Quelles sont vos impressions et sentiments à la fin du Forum ?
La participation a été très importante, et j’ai été heureuse de remarquer la présence des jeunes. Auparavant nous les femmes étions peu nombreuses dans les débats ; aujourd’hui nous sommes beaucoup plus. Les points clés débattus nous ont conduit à prendre des résolutions fermes contre l’ALCA (Zone de Libre Echange des Amériques), contre le remboursement de cette dette illégitime et contre la militarisation en Amérique latine. Si le premier Forum de Porto Alegre a été un contre-Davos, maintenant nous pouvons affirmer qu’il a déjà atteint une personnalité et une identité propres. Aujourd’hui, après cette assemblée, l’engagement est très fort, et tout-es ceux et celles qui sont parti-es d’ici l’ont fait en tenant cet engagement. Les mères de Place de Mai [1] , nous rejetons la re-colonisation de notre continent, ainsi que la dette et l’ALCA. De plus, nous avons convoqué un Cabildo Abierto [2] pour discuter des possibilités de mise en place de la démocratie participative, ce Cabildo aura lieu les 5 et 6 octobre prochains.
Quelle est la participation des femmes dans les mouvements sociaux qui se sont multipliés spontanément à partir des événements de décembre 2001 en Argentine ?

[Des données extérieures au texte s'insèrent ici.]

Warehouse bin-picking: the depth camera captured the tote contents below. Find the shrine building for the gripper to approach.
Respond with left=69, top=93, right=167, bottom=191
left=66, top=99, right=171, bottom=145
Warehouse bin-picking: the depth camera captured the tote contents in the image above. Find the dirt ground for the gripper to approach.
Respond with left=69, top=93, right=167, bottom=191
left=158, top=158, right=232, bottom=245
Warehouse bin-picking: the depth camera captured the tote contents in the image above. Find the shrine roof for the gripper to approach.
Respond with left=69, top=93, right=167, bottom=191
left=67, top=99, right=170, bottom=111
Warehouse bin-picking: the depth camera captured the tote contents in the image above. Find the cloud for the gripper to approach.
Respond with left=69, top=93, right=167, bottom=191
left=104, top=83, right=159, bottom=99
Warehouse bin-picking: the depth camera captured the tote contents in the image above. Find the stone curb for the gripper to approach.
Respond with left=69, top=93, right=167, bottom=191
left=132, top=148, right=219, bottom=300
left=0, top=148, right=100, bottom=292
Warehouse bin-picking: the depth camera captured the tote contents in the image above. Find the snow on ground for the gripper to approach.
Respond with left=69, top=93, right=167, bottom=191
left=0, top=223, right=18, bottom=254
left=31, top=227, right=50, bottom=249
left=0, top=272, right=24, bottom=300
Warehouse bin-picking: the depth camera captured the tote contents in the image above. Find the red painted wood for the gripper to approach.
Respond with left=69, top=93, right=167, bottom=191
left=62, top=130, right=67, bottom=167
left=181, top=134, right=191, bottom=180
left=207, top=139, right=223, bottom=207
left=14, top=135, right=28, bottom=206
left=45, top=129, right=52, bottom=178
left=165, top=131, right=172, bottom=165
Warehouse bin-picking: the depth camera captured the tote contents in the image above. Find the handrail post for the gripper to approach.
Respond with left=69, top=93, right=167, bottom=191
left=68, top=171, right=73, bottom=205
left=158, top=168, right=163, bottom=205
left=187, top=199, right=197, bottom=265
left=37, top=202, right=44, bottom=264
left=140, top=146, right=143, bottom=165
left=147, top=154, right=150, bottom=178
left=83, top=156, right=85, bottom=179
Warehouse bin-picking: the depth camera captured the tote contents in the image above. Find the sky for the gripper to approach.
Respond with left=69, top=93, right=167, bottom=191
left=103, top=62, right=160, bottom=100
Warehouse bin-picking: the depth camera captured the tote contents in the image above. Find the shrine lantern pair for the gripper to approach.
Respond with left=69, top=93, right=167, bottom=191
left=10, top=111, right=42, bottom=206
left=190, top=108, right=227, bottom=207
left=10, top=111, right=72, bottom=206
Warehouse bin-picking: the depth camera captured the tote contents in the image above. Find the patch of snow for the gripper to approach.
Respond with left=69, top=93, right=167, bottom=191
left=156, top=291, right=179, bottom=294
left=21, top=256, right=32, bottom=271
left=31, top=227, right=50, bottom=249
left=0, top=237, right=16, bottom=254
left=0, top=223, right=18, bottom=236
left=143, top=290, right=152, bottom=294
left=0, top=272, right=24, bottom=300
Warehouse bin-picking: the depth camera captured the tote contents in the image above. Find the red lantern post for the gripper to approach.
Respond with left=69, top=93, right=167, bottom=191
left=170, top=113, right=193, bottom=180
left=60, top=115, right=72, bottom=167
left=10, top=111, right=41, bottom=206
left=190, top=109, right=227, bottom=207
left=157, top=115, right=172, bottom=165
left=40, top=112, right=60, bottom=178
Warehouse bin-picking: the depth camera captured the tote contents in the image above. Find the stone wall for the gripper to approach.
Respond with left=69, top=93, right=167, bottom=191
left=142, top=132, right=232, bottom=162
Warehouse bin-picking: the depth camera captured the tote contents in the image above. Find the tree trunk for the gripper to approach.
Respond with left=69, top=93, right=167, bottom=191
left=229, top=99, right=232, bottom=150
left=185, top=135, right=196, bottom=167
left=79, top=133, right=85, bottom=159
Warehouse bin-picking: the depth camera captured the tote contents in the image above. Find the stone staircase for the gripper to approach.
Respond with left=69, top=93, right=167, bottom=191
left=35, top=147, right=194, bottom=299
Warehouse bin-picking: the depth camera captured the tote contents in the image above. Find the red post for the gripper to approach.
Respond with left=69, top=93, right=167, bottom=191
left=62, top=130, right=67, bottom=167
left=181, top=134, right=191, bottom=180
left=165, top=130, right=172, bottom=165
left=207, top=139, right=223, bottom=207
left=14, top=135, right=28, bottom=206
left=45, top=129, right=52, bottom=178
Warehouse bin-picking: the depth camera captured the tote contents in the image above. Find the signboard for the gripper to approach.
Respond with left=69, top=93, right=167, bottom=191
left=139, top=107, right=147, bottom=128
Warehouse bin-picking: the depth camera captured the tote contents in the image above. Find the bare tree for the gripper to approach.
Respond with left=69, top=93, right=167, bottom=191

Elle est considérable ! Nous avons toujours eu du mal à militer et à nous insérer, car notre éducation nous a appris à laisser le patriarcat et le machisme rentrer et régner partout. Avant, nous étions cantonnées aux secteurs de santé, d’éducation et d’assistance sociale. Mais tout cela a changé, nous avons avancé avec prudence, fierté et douleur. Par exemple, les Piqueteras [3] sont des femmes courageuses qui sortent dans la rue avec leurs enfants pour réclamer ce que l’Etat leur doit et pour demander du travail. Leur force de dénonciation est remarquable. Les Assemblées de quartier [4] ont d’abord été conduites par des hommes ; aujourd’hui les femmes ont trouvé leur place dans cet espace social. Il s’est passé la même chose quand avec les Mères nous avons commencé notre lutte. On nous prenait pour des folles. Mais il fallait commencer à parler, et il fallait commencer à sortir de nos quartiers. Nous sommes sorties chercher nos enfants, sans appeler à la violence. Mais comme nous parlions, et ça a beaucoup dérangé, de nombreuses femmes ont aussi disparu.
Croyez vous que ceux qui écrasent le peuple argentin sont rassurés lorsqu’ils voient que les mouvements sociaux se réunissent dans des conférences internationales pour débattre et tirer des conclusions mais sans réussir pour l’instant à se structurer vraiment, ni à élaborer de plans d’action concrets ?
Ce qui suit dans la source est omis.